Schulman et al. describe a way to learn from demonstration for performing tasks with deformable objects (e.g., rope tying). The core idea behind their method is essentially to compute a geometric transformation $\mathbf{f}$ which maps from one state to another state, and which can be applied to the demonstrated trajectory to produce a new trajectory. This approach, combined with a nearest-neighbors selection policy, works well for transforming given trajectories to new trajectories as long as the nearest neighbor is close enough.

Their approach rests on the following property (the cost function invariance):

$L(\mathrm{State},\mathrm{Traj})=L(\mathbf{f}(\mathrm{State}),\mathbf{f}(\mathrm{Traj}))$

where $L$ is the loss function. Using this property, the following approximation follows:

$\begin{align*} L(\mathrm{State}_\mathrm{test},\mathbf{f}(\mathrm{Traj}_\mathrm{train}))&\approx L(\mathbf{f}(\mathrm{State}_\mathrm{train}),\mathbf{f}(\mathrm{Traj}_\mathrm{train}))\\ &= L(\mathrm{State}_\mathrm{train},\mathrm{Traj}_\mathrm{train}) \end{align*}$

An alternate intuition for why this works is that of dynamics invariance, in which the “dynamics of the system are approximately invariant—more properly, covariant—under sufficiently smooth coordinate transformations”. This is true if and only if:

$\mathbf{f}(\Pi_\mathrm{Traj}(\mathrm{State}^t))=\Pi_{\mathbf{f}(\mathrm{Traj})}(f(\mathrm{State}^t))$

where $\Pi_\mathrm{Traj}(\mathrm{State})$ applies trajectory $\mathrm{Traj}$ to state $\mathrm{State}$.

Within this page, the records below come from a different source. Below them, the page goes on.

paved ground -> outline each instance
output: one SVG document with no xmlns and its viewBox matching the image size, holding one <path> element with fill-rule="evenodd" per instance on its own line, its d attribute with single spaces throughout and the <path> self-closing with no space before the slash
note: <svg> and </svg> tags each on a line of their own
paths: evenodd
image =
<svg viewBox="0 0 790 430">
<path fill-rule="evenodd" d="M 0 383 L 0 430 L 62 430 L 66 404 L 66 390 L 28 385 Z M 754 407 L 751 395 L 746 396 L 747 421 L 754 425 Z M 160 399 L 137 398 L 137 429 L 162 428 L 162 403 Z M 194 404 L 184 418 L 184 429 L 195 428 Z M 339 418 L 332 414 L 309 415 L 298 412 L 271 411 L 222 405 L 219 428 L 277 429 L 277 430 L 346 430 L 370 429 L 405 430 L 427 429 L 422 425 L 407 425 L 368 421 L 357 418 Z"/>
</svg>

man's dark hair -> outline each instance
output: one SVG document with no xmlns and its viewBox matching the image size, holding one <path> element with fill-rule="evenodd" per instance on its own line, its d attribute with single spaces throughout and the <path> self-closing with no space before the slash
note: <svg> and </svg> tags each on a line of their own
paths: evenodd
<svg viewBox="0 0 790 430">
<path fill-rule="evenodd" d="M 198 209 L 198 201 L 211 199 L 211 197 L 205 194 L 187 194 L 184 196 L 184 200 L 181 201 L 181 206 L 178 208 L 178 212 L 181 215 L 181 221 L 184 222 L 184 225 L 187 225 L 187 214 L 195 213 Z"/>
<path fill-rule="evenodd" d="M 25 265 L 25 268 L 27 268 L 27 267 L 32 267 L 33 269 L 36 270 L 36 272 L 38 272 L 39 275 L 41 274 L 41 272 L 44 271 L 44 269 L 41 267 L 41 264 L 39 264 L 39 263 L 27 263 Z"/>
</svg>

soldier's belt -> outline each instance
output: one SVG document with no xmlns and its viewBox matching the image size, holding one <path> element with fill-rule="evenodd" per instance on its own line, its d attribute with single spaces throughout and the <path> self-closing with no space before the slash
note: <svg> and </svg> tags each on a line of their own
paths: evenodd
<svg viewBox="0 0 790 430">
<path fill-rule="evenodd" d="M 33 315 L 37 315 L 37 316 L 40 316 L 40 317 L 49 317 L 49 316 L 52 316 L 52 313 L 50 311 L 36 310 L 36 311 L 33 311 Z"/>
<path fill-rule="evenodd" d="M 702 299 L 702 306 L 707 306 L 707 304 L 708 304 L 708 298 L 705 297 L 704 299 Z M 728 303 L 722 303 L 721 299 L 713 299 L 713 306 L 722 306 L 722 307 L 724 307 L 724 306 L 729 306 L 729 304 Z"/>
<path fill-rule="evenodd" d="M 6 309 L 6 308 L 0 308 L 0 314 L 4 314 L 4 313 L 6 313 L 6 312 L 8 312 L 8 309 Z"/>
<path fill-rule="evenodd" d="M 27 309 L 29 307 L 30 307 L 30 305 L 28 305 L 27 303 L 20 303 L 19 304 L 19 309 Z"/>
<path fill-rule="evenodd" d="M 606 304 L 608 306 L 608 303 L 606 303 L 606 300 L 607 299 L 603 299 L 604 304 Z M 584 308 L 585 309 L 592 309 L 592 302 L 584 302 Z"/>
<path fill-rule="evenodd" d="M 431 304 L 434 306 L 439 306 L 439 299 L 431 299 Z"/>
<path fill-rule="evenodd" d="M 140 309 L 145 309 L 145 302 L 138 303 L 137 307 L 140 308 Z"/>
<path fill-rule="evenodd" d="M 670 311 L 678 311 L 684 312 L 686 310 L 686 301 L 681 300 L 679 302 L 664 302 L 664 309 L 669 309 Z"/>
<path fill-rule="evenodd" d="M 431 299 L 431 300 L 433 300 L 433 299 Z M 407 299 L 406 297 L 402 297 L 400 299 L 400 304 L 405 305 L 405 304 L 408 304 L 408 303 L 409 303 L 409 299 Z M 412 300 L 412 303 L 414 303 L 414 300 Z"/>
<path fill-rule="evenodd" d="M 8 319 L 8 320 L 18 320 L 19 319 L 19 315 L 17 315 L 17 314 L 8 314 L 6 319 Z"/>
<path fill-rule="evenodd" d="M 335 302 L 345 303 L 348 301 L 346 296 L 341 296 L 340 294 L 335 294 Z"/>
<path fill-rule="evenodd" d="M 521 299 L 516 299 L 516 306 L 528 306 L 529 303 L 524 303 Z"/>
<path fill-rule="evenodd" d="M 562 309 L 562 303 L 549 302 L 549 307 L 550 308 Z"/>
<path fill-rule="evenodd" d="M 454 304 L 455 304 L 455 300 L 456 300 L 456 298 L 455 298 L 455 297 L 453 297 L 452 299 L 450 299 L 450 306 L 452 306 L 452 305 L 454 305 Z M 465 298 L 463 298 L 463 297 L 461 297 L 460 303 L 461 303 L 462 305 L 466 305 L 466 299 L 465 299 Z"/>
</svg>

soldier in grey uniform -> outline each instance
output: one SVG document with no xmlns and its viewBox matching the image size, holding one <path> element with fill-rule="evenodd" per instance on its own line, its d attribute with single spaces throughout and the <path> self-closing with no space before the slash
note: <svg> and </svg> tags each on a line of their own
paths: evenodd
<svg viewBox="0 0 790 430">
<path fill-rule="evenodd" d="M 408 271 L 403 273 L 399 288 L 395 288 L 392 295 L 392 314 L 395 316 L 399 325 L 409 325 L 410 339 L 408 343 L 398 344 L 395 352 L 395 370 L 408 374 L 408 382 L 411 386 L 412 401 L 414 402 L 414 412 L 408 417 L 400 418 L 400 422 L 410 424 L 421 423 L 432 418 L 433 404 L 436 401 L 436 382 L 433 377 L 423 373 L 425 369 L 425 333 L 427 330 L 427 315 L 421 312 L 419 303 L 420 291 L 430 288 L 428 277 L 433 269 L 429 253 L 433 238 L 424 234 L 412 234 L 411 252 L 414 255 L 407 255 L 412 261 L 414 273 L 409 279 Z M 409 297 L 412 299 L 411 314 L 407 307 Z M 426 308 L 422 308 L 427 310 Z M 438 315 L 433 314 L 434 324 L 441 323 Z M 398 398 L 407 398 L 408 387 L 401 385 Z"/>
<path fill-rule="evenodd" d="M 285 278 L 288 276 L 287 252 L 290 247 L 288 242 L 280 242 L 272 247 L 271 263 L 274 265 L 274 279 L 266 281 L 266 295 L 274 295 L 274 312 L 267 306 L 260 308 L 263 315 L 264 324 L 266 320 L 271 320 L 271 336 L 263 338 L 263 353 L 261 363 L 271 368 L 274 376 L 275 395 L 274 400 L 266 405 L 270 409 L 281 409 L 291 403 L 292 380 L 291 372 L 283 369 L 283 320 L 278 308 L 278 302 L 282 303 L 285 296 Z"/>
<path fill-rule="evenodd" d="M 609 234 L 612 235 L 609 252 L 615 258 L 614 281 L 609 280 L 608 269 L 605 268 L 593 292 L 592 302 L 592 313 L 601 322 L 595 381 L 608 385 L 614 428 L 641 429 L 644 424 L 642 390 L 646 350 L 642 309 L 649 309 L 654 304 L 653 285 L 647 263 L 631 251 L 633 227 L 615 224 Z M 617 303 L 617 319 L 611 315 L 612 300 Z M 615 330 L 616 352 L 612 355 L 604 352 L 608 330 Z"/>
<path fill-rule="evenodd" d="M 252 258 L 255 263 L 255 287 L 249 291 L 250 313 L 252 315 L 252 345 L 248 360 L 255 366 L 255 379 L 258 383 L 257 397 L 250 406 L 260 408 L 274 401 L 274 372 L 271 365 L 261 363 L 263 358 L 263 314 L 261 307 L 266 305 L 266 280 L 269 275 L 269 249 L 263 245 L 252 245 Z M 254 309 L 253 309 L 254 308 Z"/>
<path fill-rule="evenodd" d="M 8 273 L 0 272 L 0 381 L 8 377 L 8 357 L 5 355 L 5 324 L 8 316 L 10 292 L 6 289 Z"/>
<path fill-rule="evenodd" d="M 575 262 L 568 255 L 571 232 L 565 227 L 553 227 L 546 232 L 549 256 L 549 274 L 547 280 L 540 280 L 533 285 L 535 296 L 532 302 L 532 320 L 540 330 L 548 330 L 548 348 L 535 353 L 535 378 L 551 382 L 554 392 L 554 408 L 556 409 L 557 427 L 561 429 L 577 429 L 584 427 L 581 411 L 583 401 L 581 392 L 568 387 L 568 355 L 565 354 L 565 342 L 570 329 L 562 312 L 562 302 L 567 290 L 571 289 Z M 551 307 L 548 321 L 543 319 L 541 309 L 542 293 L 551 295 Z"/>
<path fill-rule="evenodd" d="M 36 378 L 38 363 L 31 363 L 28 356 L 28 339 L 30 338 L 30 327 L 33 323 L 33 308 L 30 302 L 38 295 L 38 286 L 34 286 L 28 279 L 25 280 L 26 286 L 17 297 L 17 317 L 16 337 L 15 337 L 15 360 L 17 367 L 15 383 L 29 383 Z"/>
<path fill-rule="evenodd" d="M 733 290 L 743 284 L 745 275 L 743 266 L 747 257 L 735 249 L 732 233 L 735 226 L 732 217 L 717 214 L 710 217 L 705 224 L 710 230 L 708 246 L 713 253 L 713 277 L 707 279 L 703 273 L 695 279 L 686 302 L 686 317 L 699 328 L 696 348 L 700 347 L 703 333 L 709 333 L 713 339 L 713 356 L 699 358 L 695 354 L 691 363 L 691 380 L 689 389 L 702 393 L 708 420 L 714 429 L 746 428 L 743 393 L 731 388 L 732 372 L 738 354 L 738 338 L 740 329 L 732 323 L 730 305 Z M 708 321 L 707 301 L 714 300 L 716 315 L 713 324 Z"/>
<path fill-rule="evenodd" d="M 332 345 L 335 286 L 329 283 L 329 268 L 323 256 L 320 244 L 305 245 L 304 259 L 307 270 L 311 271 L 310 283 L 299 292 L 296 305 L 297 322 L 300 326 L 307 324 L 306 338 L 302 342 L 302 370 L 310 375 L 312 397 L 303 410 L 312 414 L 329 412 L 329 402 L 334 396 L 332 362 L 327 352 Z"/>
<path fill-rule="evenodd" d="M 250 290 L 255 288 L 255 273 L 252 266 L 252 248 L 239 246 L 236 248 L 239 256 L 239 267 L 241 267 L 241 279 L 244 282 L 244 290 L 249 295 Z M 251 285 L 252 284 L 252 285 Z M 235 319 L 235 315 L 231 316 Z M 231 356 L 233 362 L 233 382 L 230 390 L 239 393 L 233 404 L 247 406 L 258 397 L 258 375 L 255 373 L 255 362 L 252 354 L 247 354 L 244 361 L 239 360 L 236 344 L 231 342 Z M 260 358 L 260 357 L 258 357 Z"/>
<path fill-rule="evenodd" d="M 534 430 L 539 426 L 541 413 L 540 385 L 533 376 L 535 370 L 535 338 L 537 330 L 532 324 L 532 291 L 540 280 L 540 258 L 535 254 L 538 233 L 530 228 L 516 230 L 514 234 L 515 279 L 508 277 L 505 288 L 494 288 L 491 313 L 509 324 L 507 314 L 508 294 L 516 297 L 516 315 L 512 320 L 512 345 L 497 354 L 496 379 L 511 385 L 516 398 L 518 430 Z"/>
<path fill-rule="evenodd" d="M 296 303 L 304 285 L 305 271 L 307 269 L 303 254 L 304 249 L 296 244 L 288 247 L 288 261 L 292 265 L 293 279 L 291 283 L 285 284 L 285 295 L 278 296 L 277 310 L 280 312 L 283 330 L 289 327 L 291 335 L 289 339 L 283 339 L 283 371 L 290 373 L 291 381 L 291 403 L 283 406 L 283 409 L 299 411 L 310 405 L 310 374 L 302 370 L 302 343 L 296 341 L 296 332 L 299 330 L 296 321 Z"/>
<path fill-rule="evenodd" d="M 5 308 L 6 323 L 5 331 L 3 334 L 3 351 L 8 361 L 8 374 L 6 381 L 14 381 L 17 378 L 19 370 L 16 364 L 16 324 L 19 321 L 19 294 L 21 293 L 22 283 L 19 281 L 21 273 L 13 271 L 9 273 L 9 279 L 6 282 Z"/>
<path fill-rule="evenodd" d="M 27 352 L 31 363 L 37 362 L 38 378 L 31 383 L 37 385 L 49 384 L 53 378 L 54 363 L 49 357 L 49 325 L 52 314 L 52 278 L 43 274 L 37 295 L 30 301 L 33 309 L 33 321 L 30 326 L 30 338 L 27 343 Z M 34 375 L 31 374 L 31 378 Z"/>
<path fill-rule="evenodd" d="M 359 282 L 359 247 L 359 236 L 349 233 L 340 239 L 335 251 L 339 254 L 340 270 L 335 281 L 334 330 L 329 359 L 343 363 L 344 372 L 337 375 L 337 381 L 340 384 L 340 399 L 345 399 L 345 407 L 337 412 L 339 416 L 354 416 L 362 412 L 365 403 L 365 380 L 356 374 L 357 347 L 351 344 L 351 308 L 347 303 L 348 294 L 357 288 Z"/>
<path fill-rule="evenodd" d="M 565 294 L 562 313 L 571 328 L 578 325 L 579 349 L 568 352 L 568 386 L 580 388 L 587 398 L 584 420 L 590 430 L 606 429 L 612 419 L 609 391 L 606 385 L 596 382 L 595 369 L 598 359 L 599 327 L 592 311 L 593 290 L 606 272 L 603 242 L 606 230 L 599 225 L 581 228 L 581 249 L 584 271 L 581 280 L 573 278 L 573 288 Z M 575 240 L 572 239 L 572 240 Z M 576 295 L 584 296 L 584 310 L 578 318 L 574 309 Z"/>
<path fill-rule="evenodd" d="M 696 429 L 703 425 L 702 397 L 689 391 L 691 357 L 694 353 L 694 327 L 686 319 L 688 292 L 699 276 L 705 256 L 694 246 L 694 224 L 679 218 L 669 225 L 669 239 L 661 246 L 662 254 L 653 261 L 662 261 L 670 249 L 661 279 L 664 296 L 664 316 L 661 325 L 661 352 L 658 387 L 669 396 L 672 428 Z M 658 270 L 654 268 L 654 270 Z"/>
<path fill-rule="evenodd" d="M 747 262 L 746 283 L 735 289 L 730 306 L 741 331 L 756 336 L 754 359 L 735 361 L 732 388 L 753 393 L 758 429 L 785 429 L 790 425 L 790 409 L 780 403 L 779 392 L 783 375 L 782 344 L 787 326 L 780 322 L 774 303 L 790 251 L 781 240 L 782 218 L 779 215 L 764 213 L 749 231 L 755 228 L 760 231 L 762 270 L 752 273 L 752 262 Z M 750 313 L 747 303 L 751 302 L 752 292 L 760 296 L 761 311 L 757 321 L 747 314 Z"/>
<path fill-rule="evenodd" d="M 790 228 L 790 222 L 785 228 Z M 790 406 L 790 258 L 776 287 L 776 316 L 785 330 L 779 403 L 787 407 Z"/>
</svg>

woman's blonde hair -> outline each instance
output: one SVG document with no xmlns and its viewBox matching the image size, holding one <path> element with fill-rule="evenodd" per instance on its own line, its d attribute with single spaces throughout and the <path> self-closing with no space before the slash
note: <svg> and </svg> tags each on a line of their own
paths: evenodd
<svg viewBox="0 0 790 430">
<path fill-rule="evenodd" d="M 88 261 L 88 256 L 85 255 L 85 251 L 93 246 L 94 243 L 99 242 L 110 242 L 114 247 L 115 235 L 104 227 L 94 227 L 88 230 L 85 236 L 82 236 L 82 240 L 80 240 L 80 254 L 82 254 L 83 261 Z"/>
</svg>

Of course, there are cases where this will not hold. The example they give in the paper is a rigid transformation where the “absolution orientation of the robot’s end-effector matters”. However, based on their results, it seems that for a wide range of states and trajectories it does hold well enough to generalize to new states.

Takeaways

This is a clever use of nearest neighbors to generalize from examples without needing to have any knowledge of the domain (besides being able to perceive the position/topology of the relevant object, e.g. the rope). However, I wonder how far this will really generalize, even with many examples. For example, if you had to tie a rope around another object, I don’t think this would work as well—and this intuition seems to be correct, based on their experimental results (1/10 successes for the clove hitch, which involves tying a rope around a pole). I would expect it to be even harder if the task involved tying a rope around a nonrigid object. There is simply so much noise in the system that without some model of how the objects behave, you are going to quickly run into scenarios that you don’t have examples for.

I also think you would probably quickly run into scenarios where the transformation between states isn’t smooth. For example, if the task were to place a block on a stack of blocks and have the tower remain stable, the stability of the tower doesn’t vary smoothly as a function of the positions of the blocks. So even if you had encountered a very similar tower in the past, it’s entirely possible that even a slight difference between that tower and the current one could result in nonlinearities—e.g. in the first tower you need to place the block in position A to keep the tower stable, but position A in the second tower will always be unstable.